Lift rear of vehicle with automotive jack. It should be strong enough to lift your truck (at least a 6 ton jack is recommended). Lift using the center differential until the truck is high enough that the wheels have clearance from the ground. Support the truck by jack stands placed underneath the frame.

Figure 2. Get the rear of the truck in the air the way you're most comfortable. In this photo, the truck is lifted by rear differential. The jack stands will support the frame while sitting on the ramps (see Figure 2).

(Related Article: How to Change a Tire - Ford-Trucks.com )

Step 2 - Support rear axle

Once the truck is supported by jack stands, lower the rear axle. Make sure to keep the axle supported by the jack, however. It should not be hanging in the air by the leaf springs. Remove the upper and lower bolts on your shock absorbers and pull them out of the wheel well.

(Related: How to Replace Shock Absorbers - Ford-Trucks.com)

Figure 3. Support the truck on jack stands. Lower axle until there is no stress on the shock absorbers. Then disconnect them.

Step 3 - Remove u-bolt and hardware

Remove axle u-bolt and bracket. This will leave the center bolt as the only part connecting the axle to this leaf spring.

  • Figure 4. The u-bolts of this F-150 are highlighted in red. The bracket securing the u-bolts to the axle is highlighted in yellow.
  • Figure 5. After the u-bolts an bracket have been removed, you're left with the center nut.

Step 4 - Clamp leaf spring and remove center bolts

Use C-clamps to hold spring assembly together.
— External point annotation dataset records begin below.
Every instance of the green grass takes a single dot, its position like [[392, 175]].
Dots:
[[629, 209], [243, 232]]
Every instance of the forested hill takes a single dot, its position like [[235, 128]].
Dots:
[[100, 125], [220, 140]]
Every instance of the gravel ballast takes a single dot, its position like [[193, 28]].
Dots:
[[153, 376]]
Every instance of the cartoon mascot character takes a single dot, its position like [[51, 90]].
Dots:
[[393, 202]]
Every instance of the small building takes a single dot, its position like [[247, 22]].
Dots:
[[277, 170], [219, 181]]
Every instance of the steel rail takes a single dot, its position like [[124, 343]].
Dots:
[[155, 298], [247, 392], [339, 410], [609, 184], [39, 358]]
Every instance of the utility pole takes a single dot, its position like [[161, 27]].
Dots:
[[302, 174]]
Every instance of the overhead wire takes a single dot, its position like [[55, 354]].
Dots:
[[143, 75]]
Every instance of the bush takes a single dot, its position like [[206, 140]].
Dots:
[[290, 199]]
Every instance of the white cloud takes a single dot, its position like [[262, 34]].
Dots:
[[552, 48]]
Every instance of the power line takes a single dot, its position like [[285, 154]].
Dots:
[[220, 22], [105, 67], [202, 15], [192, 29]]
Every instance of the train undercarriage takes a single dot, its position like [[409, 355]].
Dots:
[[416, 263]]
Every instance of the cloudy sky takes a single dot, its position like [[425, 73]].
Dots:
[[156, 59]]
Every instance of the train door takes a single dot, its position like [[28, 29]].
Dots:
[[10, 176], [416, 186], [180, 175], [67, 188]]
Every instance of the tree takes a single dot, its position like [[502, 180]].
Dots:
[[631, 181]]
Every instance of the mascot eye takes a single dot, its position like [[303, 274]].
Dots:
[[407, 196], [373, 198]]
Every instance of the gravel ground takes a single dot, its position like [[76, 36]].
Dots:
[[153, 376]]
Remove center bolt(s) with socket . Hammer and punch may be needed if bolt is rusted.

Figure 4. Remove the center bolt while the clamps are holding the springs together. The socket sitting on the leaf spring is where the center bolt is located.

Step 5 - Install add-a-leaf

Remove C-clamps (carefully) and reassemble leaf spring with add-a-leaf in place. Add small amount of grease to each end.

Figure 5. The additional leaf should slot between the lowest leaf spring and the flat helper spring. It's highlighted in the photo above by a red border.

Step 6 - Reassemble suspension

Assemble completed spring assemblies loosely into axle mounts. Replace center bolt, U-bolts, brackets, nuts. Torque to factory specifications. Re-install the wheels last.

Figure 6. The new leaf spring has been installed.

Step 7 - Test drive

Lower vehicle and take for a test drive to ensure proper installation. The suspension will feel a little to a lot stiffer in the rear thanks to the extra springs, but it should not be noisy. If you hear creaking and cracking or any other signs of mechanical distress, examine your springs for a clear signs of trouble. Cracked leaves, broken brackets and badly aligned springs are good examples. The simple nature of this install and the suspension of these trucks means you probably won't have to worry about this—still, it's better to be safe than sorry.

  • Figure 7. Slipped leaf spring
  • Figure 8. The middle leaf is broken on this truck.
  • Figure 9. Leaf spring shackle that has rusted through.